Thursday, March 8, 2012

An Open Letter to Retail Customers

Dear retail customers,

     I understand that you think you need your book, video game, Apple device, or whatever else you’re throwing money at this week.  But you would be able to make your purchase in a faster and smoother transaction if you took a few steps of preparation before entering the store.

     First know what store you’re walking into.  If you want accessories for an iPad, you’re not going to find it in a bookstore.  If you want a printer, don’t go to a clothing store.  If you want to buy a book, don’t bother even entering a store that sells video games.  Retail employees ask so little, and one of those little things could be you reading the sign before you walk in.
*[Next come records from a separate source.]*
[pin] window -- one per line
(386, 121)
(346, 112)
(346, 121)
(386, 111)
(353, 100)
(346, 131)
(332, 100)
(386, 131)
     Second, employees have no control over any store policies.  If you yell at a cashier that the hours don’t work with your schedule, nothing will change.  Not even the manager in all their power can make any major change.  If you hate the design of the store, shut up.  If you think the selection is bad, shut up again.  Shop elsewhere if it bothers you that much.

     Third, returns are meant to be done when you either bought the wrong version, there’s a built in defect, etc.  Don’t ignore the speech we are obligated to give about receipts and return policies.  If you get home and decide to eat your receipt, don’t get mad when we can’t take the item back.  Registers are limited to the point of making them the retards of the electronics kingdom and can’t find your purchase from over 24 hours ago.  Side note: don’t let your pets chew on the device and then try and return it, we won’t and can’t take that back.  Just saying.

     I hope that quick rundown of what not to do sinks in, although unless I attach arbitrarily complex coupons you’ll never read this.